The proliferation of “rate my doctor” websites has prompted Canada’s large medical malpractice insurer to offer advice to physicians on how to manage their cyber reputations.
Among their recommendations: Take the feedback as “objectively as possible.” Don’t ask patients to post positive reviews or sign agreements they won’t write negative ones. Never respond online even if they are certain which patient made the posting.
“Rather than turn a blind eye to these ratings, doctors should consider monitoring what is being said about them, and take measured steps to deal with these reviews,” the Ottawa-based Canadian Medical Protective Association says.
In the era of social media, doctor-rating sites are growing. The sites allow patients to post anonymous comments about their doctors and rave — or rant — about everything from how long they’re kept waiting for appointments to their medical care. But they’ve also drawn ire from doctors’ groups who say physicians are hamstrung by confidentiality issues and can’t respond to negative online reviews without risking breaching patient privacy rules.
The Canadian Medical Protective Association (CMPA) is advising doctors they generally won’t “extend assistance” to physicians wishing to bring a civil action against a website or a patient over negative reviews. However, the malpractice insurer has prepared a form letter physicians can send to sites demanding they take down comments they consider defamatory.
“Physicians tend to get very upset with (online) criticism,” said Dr. Douglas Bell, associate executive director of the CMPA. “People who go into medicine generally go into it with an altruistic purpose. So when they see criticism they tend not to be objective and look at it (instead) more sort of as an attack on their professionalism,” he said.
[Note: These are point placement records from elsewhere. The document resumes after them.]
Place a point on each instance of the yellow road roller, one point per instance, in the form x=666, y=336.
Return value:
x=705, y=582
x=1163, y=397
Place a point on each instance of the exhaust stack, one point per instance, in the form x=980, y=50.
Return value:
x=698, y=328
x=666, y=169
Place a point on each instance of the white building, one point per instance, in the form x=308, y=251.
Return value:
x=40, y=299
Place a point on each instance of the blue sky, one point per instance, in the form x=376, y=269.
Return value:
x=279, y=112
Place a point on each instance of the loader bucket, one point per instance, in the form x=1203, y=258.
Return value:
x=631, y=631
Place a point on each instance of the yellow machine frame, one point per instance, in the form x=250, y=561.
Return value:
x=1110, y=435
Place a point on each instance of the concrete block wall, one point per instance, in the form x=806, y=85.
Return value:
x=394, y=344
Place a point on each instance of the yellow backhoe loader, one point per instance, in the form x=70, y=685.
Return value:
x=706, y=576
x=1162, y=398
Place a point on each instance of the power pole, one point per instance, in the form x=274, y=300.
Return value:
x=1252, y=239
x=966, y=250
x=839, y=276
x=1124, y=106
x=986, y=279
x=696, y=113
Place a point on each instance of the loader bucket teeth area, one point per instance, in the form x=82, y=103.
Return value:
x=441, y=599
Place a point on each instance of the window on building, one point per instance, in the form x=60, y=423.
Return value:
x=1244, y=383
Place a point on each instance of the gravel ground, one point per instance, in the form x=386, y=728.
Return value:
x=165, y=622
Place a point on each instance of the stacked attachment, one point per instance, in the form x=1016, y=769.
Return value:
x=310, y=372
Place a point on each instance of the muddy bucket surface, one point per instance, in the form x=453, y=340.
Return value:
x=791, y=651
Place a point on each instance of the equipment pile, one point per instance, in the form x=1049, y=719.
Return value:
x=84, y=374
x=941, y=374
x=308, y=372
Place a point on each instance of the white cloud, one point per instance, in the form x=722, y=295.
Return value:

But online reviews can also act as a realty check for a doctor “to see if there is something going on that you might not be aware of, or that you might be aware of but it’s more problematic than you thought,” Bell said.
A U.S. study published this year in the Journal of the American Medical Association found that a quarter of 3,500 people surveyed reported using online doctor rating sites.
Of those, 35 per cent said they chose a doctor based on good ratings and 37 per cent had avoided a doctor with bad reviews.
“There are many more people using these sites than we originally thought,” said lead author Dr. David Hanauer, of the University of Michigan Medical School.
RateMDs.com, the largest physician-rating site in Canada, has grown from only tens of thousands of unique visitors per year when it first launched in the U.S. in 2004, to more than 30 million unique visits per year today.
The site has ratings for more than two million doctors from across Canada, the United States, the United Kingdom, India, South Africa, Australia and New Zealand.
Despite what doctors fear, studies suggest online doctor reviews are largely positive: In one study published in 2010, researchers who studied 33 physician-rating websites for reviews of a random sample of 300 Boston doctors found most ratings — 88 per cent — were positive, six per cent were negative and six per cent were neutral.
They also found several “narrative” and glowing reviews that appeared to be written by the doctors themselves.
“Rate your doctor” sites offer a novel way for patients “to provide information about physician performance,” the authors wrote in the Journal of General Internal Medicine.
But others caution there’s no way of knowing for certain which comments are fake and that people are far more likely to complain about bad experiences than good ones.
“A lot of (doctors) don’t feel they are a true measure of their work,” Hanauer, of the University of Michigan, said.
When RateMDs expanded into Canada, “we got a lot of very upset doctors calling the CMPA suggesting that they were being defamed,” said Bell.
But defamation is in the eyes of the beholder, he said.
Some of the most egregious comments — “this doctor is incompetent, I wouldn’t take my dog to him” — could clearly be considered defamatory “because, actually, an authority licenses them, so it’s unlikely they’re incompetent,” Bell said.
But similar comments from multiple patients are likely a sign that a problem is serious and needs addressing, he said.
“What we’re really saying (to doctors) is, why don’t you check them out? See what people are saying,” Bell said. “It may lead to an opportunity for improvement.”